The financial statements are prepared in accordance with Indian Accounting Standards (Ind AS) under the historical cost convention on accrual basis except for certain financial instruments, which are measured at fair values, the provisions of the Act (to the extent notified) and guidelines issued by SEBI. Ind AS are prescribed under section 133 of Companies Act, 2013, read with Rule 3 of the Companies (Indian Accounting Standards) Rules, 2015 and Companies (Indian Accounting Standards) Amendment Rules, 2016. Effective April 1, 2017, the Company has adopted all the Ind AS standards and the adoption was carried out in accordance with the applicable transition guidance. Accounting policies have been consistently applied except where a newly issued accounting standard is initially adopted or the revision to an existing accounting standard requires a change in the Accounting policy hitherto in use.

Pursuant to Section 134(5) ofthe Companies Act, 2013, the board of directors, to the best of their knowledge and ability, confirm that:

I. In the preparation of the annual accounts, the applicable accounting standards have been followed and there are no Material departures;

II. They have selected such accounting policies and applied them consistently and made judgments and estimates that are reasonable and prudent so as to give a true and fair view of the state of affairs ofthe Company at the end ofthe financial year and ofthe profit ofthe Company for that period;

III. They have taken proper and sufficient care for the maintenance of adequate accounting records in accordance with the provisions of the Act for safeguarding the assets of the Company and for preventing and detecting fraud and other irregularities;

IV.They have prepared the annual accounts on a going concern basis;

V. They have laid down internal financial controls to be followed by the Company and such internal financial controls are adequate and operating effectively;

VI. They have devised proper systems to ensure compliance with the provisions of all applicable laws and that such systems were adequate and operating effectively

Based on the framework of internal financial controls and compliance systems established and maintained by the Company, work performed by the internal, statutory and secretarial auditors and external consultants and the reviews performed by management and the relevant board committees, including the audit committee, the board is of the opinion that the Company’s internal financial controls were adequate and effective during the financial year 2017-18.

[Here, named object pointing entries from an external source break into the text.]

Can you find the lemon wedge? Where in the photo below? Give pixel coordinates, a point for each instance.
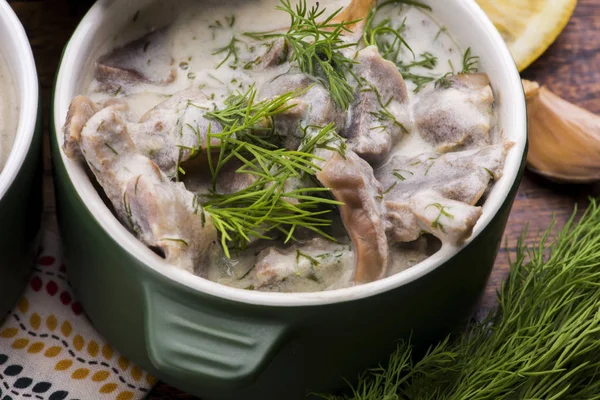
(529, 27)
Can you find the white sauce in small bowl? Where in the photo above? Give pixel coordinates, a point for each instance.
(9, 111)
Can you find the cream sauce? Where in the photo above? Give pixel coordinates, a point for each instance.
(9, 112)
(198, 35)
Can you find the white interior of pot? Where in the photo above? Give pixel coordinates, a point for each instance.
(464, 20)
(15, 47)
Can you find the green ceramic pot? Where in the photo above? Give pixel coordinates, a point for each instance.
(223, 343)
(20, 179)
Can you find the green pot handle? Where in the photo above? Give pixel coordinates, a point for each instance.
(207, 346)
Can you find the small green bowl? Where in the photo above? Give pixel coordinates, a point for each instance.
(21, 177)
(218, 342)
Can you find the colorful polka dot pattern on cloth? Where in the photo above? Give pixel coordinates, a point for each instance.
(49, 350)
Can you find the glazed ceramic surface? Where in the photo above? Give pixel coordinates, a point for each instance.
(224, 343)
(20, 180)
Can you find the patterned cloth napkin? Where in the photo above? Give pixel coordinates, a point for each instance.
(50, 351)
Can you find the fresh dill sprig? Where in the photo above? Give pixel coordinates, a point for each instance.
(380, 34)
(315, 43)
(470, 62)
(388, 39)
(541, 342)
(268, 204)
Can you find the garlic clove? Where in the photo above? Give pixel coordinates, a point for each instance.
(564, 139)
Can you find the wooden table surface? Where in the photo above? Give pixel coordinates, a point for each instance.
(570, 68)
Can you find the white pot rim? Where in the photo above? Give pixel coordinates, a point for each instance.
(15, 47)
(472, 20)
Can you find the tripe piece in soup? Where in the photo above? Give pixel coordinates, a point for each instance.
(292, 158)
(9, 111)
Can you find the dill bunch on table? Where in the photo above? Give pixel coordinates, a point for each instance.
(541, 342)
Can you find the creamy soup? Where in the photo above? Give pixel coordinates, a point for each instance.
(8, 112)
(274, 146)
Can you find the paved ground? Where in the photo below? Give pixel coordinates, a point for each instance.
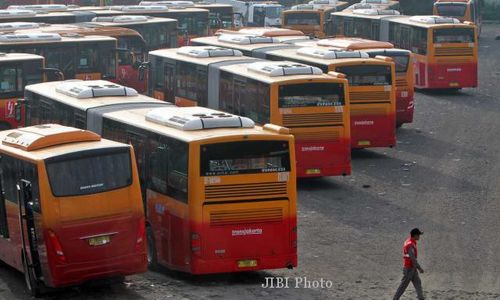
(442, 177)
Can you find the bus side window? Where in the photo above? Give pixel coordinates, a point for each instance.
(10, 174)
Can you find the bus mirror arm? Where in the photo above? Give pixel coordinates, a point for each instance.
(18, 109)
(57, 72)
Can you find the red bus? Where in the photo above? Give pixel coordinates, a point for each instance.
(70, 207)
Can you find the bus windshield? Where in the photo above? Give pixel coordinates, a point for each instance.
(89, 172)
(454, 35)
(451, 9)
(273, 12)
(364, 75)
(246, 157)
(311, 94)
(302, 18)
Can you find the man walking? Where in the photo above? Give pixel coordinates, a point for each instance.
(411, 266)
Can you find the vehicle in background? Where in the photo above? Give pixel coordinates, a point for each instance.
(416, 7)
(78, 56)
(311, 18)
(463, 10)
(403, 60)
(313, 105)
(372, 90)
(444, 48)
(70, 207)
(218, 191)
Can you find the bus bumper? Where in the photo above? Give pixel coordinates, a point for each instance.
(231, 265)
(77, 273)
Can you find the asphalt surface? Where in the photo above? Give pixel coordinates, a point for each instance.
(443, 177)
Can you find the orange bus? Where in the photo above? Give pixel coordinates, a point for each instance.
(313, 105)
(16, 71)
(444, 49)
(372, 90)
(81, 57)
(70, 207)
(404, 69)
(220, 193)
(311, 18)
(464, 10)
(192, 22)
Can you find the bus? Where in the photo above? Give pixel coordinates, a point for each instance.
(70, 207)
(404, 69)
(131, 51)
(310, 18)
(372, 90)
(192, 22)
(64, 17)
(444, 48)
(16, 71)
(221, 16)
(313, 105)
(463, 10)
(219, 192)
(80, 57)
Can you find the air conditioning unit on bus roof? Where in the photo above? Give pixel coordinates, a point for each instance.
(93, 88)
(8, 13)
(41, 7)
(283, 68)
(207, 51)
(29, 37)
(139, 8)
(376, 12)
(121, 19)
(434, 20)
(196, 118)
(18, 25)
(242, 39)
(330, 53)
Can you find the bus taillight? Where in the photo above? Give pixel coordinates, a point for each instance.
(56, 245)
(141, 234)
(195, 243)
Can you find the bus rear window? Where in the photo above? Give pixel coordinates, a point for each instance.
(363, 75)
(454, 35)
(311, 94)
(89, 172)
(302, 19)
(451, 9)
(246, 157)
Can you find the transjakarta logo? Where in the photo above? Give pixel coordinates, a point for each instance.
(249, 231)
(363, 123)
(313, 148)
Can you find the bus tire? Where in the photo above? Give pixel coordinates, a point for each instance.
(151, 251)
(31, 283)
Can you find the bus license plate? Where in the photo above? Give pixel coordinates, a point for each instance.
(249, 263)
(313, 171)
(99, 240)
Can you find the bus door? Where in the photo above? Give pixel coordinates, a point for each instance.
(29, 239)
(169, 84)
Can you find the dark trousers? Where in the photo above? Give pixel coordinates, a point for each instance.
(410, 275)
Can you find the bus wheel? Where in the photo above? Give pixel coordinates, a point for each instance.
(152, 257)
(31, 283)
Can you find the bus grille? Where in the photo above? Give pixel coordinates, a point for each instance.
(330, 136)
(265, 189)
(297, 120)
(401, 83)
(245, 216)
(454, 51)
(369, 96)
(367, 111)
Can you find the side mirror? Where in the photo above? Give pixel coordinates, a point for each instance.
(18, 110)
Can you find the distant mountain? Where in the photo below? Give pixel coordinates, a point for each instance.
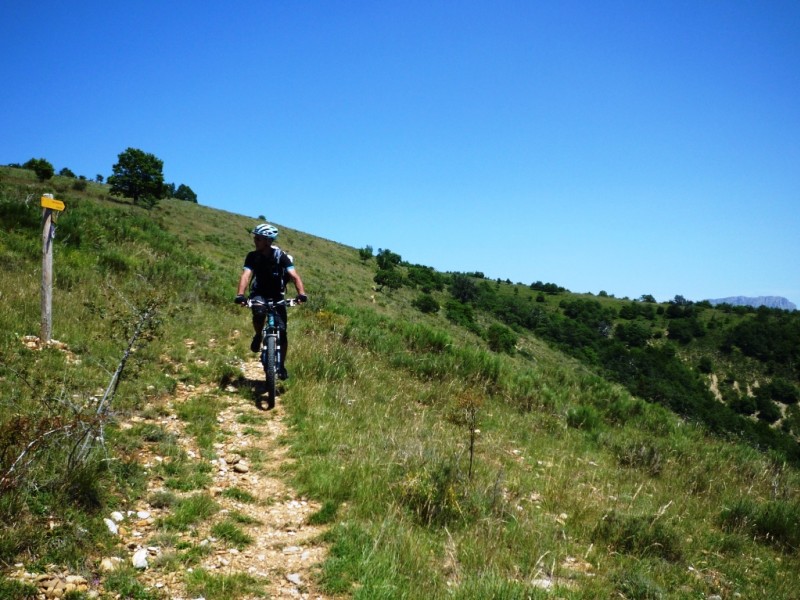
(768, 301)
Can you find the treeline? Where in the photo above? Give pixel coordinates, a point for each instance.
(637, 344)
(136, 174)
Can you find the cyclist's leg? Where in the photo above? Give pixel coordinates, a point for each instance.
(258, 325)
(284, 339)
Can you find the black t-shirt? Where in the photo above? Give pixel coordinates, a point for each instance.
(268, 272)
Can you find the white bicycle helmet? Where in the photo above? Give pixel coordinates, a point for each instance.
(266, 230)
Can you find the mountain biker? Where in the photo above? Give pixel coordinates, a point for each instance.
(267, 268)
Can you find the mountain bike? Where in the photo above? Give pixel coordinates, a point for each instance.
(271, 352)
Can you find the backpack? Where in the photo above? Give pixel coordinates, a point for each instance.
(279, 272)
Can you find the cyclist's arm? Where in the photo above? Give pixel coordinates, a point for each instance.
(298, 283)
(244, 281)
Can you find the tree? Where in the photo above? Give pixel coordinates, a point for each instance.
(501, 338)
(43, 169)
(184, 192)
(365, 253)
(389, 278)
(138, 175)
(387, 260)
(426, 303)
(464, 289)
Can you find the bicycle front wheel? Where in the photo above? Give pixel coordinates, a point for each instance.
(270, 368)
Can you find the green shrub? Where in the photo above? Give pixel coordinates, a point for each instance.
(776, 522)
(640, 536)
(426, 303)
(583, 417)
(501, 338)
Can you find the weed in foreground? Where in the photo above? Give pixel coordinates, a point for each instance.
(201, 583)
(230, 532)
(189, 511)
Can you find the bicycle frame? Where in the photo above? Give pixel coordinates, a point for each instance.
(271, 351)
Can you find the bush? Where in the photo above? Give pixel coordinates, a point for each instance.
(639, 536)
(583, 417)
(501, 338)
(776, 523)
(426, 303)
(43, 169)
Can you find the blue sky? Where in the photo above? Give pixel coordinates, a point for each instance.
(626, 146)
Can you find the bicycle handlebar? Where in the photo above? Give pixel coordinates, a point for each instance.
(251, 302)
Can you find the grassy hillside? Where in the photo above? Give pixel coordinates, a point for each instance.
(445, 469)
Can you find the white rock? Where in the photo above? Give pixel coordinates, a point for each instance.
(139, 559)
(112, 527)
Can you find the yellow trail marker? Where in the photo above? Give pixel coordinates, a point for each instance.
(51, 203)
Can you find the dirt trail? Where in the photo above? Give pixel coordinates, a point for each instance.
(285, 549)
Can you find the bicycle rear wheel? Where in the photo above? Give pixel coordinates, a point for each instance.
(270, 368)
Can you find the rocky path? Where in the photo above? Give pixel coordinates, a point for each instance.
(285, 550)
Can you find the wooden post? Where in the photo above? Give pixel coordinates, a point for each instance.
(48, 233)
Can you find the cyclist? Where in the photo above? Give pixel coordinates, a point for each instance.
(267, 268)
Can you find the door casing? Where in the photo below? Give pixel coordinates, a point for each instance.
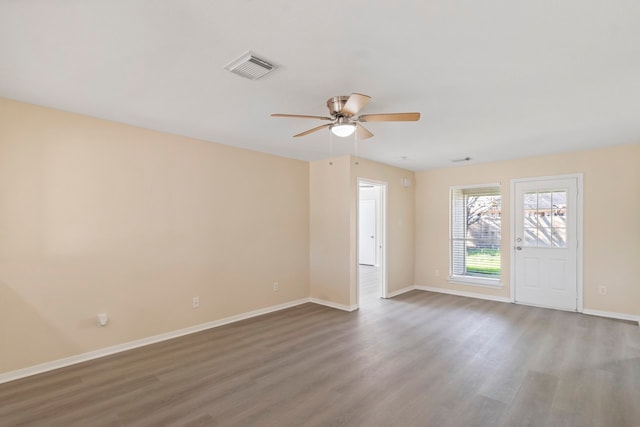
(382, 237)
(579, 231)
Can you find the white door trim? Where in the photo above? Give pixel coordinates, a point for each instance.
(579, 224)
(382, 238)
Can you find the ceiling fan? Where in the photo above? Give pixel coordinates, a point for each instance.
(342, 112)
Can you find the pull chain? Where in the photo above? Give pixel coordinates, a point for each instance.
(355, 137)
(330, 148)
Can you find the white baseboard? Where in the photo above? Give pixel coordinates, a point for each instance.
(463, 294)
(612, 315)
(401, 291)
(333, 304)
(84, 357)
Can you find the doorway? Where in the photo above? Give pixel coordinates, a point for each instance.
(371, 259)
(546, 261)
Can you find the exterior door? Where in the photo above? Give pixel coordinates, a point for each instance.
(545, 242)
(367, 232)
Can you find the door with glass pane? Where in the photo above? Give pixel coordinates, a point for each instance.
(545, 242)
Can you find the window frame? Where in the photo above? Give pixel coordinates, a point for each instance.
(489, 282)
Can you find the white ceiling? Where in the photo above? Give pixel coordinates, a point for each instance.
(493, 79)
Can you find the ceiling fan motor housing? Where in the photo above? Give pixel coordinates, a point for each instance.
(336, 104)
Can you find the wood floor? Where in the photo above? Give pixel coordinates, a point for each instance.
(420, 359)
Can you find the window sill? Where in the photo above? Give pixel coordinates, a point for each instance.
(476, 281)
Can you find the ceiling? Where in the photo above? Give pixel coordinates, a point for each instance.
(493, 79)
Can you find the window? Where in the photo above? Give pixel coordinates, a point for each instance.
(475, 235)
(545, 219)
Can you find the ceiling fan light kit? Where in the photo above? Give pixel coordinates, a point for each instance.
(343, 128)
(342, 111)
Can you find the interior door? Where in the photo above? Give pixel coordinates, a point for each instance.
(545, 243)
(367, 232)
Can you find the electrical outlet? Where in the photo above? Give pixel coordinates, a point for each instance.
(103, 319)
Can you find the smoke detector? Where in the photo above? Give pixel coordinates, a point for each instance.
(250, 66)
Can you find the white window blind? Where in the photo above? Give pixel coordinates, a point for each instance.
(475, 232)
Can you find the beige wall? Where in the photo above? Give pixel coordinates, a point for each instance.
(333, 210)
(329, 205)
(97, 217)
(611, 221)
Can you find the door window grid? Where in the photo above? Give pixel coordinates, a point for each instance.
(545, 219)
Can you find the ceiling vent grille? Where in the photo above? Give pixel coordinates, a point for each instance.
(250, 66)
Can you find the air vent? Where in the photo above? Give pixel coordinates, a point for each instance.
(250, 66)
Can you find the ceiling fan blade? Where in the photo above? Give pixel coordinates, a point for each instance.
(300, 116)
(354, 104)
(390, 117)
(307, 132)
(363, 133)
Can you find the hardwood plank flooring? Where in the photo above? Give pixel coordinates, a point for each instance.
(420, 359)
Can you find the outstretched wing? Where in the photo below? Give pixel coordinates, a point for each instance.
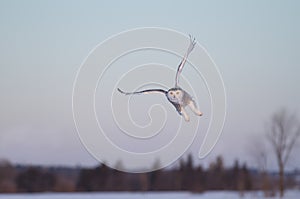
(143, 91)
(182, 63)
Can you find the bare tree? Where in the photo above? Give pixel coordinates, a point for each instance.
(283, 132)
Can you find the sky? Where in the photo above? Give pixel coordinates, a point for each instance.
(255, 45)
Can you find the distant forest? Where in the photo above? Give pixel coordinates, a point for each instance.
(184, 177)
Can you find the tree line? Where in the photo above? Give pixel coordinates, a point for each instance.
(184, 177)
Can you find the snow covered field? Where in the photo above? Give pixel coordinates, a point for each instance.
(146, 195)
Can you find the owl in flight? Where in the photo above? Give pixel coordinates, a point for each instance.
(176, 95)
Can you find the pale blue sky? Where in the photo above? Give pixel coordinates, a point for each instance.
(255, 44)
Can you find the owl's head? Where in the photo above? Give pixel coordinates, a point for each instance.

19. Internal Financial Controls with Reference to the Financial Statements

The Company has in place proper and adequate internal financial control systems commensurate with the nature of its business, size and complexity of its operations. Internal financial control systems comprising of policies and procedures are designed to ensure reliability of financial reporting, compliance with policies, procedure, Applicable laws and regulations and that all assets and resources are acquired economically, used efficiently and adequately protected.

The Internal Auditor monitors and evaluates the efficacy and adequacy of internal control system in the Company, its compliance with operating systems, accounting procedures and policies at all locations of the Company and its subsidiaries and reports the same on quarterly basis to Audit Committee.

20. Declaration of Independence by Independent Director

The Company has received necessary declaration from each independent director under Section 149(7) of the Companies Act, 2013 and that he/she meets with the criteria of independence, as prescribed under Section 149(6) of the Companies Act, 2013 and Regulation 16(b) and 25 of the Securities and Exchange Board of India (Listing Obligations and Disclosure Requirements) Regulations, 2015.

21. Board Evaluation

The provision of sec. 149(8) of Companies Act, 2013 states that a formal annual evaluation needs to be made by the Board of its own performance, its Chairman and that of individual directors. Further Schedule IV of the Companies Act, 2013 states that the performance evaluation of independent directors shall be done by the entire Board of Directors, excluding the director being evaluated.

Further the Independent Director has to review the assess of Quality, Quantity & Timeliness of flow of Information between the Company management and Board to Perform their Duties effectively. The Nomination and Remuneration Committee of the Company has laid down the criteria for performance evaluation of the Board, its Committees and individual directors including Independent Directors.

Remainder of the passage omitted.